Idul Fitri di Kampung Sawah : Nilai Kejujuran Bertoleransi Hingga Marga Jadi Perekat
Tidak hanya mereka yang muslim, warga beragama kristen dan menjadi jemaat di Gereja yang letaknya hanya 50 meter dari Masjid, juga turut hadir
Penulis: Amriyono Prakoso
Editor: Imanuel Nicolas Manafe
Abah mengatakan, nilai kejujuran sangat dirawat di Kampung Sawah.
Hal itu diucapkan olehnya ketika Tribun bertanya mengenai sikap yang toleran diantara berbagai agama di Kampung Sawah.
"Intinya, kejujuran.

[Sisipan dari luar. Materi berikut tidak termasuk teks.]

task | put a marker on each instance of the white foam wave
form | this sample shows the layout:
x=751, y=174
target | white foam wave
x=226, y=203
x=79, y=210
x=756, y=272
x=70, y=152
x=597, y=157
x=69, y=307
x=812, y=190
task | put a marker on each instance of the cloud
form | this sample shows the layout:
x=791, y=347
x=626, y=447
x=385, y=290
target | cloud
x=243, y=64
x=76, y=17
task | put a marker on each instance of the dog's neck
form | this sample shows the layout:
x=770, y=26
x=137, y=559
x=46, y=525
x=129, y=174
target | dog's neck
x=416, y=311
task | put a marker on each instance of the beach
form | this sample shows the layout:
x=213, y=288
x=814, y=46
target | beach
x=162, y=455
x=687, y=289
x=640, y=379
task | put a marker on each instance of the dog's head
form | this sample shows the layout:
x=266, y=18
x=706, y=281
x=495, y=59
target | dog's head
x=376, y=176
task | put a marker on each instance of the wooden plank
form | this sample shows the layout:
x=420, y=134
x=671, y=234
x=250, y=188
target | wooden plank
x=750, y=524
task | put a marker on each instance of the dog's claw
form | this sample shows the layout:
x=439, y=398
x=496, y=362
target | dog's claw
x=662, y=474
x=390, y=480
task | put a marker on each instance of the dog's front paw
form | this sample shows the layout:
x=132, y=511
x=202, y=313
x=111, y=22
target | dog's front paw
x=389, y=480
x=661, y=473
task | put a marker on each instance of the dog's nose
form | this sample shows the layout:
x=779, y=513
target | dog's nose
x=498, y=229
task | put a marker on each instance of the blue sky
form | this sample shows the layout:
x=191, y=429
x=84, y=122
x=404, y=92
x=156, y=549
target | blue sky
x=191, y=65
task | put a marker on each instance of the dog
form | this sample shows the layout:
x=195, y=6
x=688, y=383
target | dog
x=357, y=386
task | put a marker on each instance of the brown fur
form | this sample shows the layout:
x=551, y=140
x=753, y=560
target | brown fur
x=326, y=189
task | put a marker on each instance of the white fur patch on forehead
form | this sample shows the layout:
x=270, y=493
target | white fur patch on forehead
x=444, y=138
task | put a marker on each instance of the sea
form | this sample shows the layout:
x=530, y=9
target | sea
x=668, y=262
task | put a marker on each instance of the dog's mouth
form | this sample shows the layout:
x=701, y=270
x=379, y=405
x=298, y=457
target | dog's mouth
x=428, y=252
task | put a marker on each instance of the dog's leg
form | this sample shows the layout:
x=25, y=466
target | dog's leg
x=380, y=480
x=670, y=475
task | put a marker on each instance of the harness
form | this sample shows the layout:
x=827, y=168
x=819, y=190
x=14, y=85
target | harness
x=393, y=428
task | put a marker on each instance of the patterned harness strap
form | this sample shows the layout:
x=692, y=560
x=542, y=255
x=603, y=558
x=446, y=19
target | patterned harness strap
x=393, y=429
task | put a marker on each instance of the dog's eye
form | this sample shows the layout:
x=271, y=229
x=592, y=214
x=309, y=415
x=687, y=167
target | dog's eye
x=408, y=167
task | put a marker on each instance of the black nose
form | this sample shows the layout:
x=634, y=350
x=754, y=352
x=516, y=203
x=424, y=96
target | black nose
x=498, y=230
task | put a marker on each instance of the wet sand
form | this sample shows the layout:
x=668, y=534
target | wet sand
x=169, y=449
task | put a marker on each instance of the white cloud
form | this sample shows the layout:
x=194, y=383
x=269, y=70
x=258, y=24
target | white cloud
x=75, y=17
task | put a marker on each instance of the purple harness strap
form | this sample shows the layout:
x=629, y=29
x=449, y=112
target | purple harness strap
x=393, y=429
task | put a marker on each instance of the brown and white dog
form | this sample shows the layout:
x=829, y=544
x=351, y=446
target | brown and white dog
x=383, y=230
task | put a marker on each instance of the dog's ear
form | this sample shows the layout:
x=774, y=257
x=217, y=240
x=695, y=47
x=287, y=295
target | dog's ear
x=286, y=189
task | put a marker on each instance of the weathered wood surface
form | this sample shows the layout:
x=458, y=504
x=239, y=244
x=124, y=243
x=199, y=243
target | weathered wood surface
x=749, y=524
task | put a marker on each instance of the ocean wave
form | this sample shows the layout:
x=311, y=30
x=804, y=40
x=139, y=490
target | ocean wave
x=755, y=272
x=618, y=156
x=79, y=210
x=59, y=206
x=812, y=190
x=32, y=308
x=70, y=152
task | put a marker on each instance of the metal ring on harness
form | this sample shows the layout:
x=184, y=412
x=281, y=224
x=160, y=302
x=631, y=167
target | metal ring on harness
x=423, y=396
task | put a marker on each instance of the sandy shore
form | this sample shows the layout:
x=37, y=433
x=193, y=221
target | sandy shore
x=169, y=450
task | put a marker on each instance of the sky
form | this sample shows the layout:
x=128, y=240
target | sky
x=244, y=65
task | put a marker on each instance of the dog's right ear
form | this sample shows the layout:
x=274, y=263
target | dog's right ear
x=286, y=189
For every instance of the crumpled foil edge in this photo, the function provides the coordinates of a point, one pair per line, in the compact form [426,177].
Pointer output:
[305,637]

Kita harus jujur dengan diri kita sendiri dan mengedepankan nilai-nilai kemanusiaan," ucapnya.
Dia mengaku, beberapa kali terjadi potensi pergesekan diantara masyarakat.

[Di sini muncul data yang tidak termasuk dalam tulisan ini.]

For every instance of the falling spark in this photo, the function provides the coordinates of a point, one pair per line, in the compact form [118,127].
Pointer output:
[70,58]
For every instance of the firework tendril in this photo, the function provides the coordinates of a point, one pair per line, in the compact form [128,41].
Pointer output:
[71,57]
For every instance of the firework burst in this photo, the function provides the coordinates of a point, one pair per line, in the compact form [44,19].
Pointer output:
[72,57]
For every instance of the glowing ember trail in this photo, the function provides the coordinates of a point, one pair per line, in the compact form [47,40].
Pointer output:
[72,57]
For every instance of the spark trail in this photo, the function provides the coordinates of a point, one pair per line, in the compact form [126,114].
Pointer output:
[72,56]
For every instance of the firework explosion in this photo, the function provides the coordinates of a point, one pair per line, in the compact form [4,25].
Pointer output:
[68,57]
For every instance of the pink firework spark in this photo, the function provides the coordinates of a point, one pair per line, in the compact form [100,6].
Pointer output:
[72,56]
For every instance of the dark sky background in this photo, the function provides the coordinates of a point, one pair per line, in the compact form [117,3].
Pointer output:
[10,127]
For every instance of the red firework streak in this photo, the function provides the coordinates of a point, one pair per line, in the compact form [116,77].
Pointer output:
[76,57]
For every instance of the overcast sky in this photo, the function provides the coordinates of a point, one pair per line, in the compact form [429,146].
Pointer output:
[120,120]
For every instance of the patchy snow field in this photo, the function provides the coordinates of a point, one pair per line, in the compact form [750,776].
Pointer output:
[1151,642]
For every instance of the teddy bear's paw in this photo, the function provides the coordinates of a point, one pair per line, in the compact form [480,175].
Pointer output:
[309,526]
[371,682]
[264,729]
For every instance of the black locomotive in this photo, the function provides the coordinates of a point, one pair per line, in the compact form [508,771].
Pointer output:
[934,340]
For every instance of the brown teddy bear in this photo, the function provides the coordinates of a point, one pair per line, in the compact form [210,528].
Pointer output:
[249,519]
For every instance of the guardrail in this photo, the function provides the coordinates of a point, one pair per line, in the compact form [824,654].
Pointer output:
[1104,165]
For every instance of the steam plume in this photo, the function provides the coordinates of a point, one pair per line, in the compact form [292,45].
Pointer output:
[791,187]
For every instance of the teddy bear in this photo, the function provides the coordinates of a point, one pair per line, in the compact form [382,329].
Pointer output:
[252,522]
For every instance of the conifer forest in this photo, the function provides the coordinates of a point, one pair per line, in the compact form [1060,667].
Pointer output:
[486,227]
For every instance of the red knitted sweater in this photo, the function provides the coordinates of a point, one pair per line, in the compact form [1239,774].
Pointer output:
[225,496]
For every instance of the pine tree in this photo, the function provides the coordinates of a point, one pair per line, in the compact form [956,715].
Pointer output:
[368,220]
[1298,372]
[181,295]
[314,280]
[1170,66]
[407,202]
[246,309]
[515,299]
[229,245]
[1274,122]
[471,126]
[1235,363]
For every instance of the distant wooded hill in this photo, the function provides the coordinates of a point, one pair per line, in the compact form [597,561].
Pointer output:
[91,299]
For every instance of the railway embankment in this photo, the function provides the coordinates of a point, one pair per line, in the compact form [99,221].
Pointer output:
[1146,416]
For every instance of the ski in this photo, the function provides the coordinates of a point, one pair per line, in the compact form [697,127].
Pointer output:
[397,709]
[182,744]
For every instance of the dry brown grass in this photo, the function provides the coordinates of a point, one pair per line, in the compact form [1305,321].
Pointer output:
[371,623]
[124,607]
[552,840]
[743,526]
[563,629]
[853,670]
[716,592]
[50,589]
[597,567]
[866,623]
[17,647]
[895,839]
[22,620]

Tapi, ia yang juga ketua MUI Jatimurni, Bekasi, menjelaskan setiap ada potensi riak gesekan, masyarakat memiliki budaya "ngobrol bareng".
Sehingga, permasalahan dapat selesai secara baik.
Dalam kegiatan itu, seluruh tokoh agama dan pengurus rumah ibadah harus berbicara secara jujur, apa yang sedang terjadi.
Dengan kejujuran itu, solusi yang tepat dapat dihasilkan saat diskusi berlangsung.
"Asalkan semua pihak bisa jujur, apa yang menjadi kekurangan, Insya Allah akan mendapatkan solusi yang baik," jelasnya.
Seorang Jemaat Gereja St. Sevartius Kampung Sawah, Gunawan Napiun mengatakan, salah satu perekat masyarakat setempat, adalah dengan adanya nama Marga di Kampung Sawah.
Beberapa Marga yang ada di sana, yakni, Napiun, Penjol, Centeng, Tibin, Peking, Empi, Sabajan, Kuli, Modo, Yulianus, Seran, Daniel, Kopo, Emeng, Joyo Sasmito Ngapon dan beberapa lainnya.
Dalam satu marga yang sama, lanjut dia, bisa saja berbeda agama.
"Jadi, satu rumah ada dua agama itu biasa saja di sini. Saya juga masih kerabat sama Abah. Dia Encang (sebutan paman dalam bahasa Betawi) saya," ungkapnya.
Kerukunan dalam keberagamaan di Kampung Sawah mulai mendunia. Kata dia, dalam waktu dua tahun terakhir ini, terdapat wisatawan Mancanegara yang datang berkunjung ke pinggiran Jakarta itu.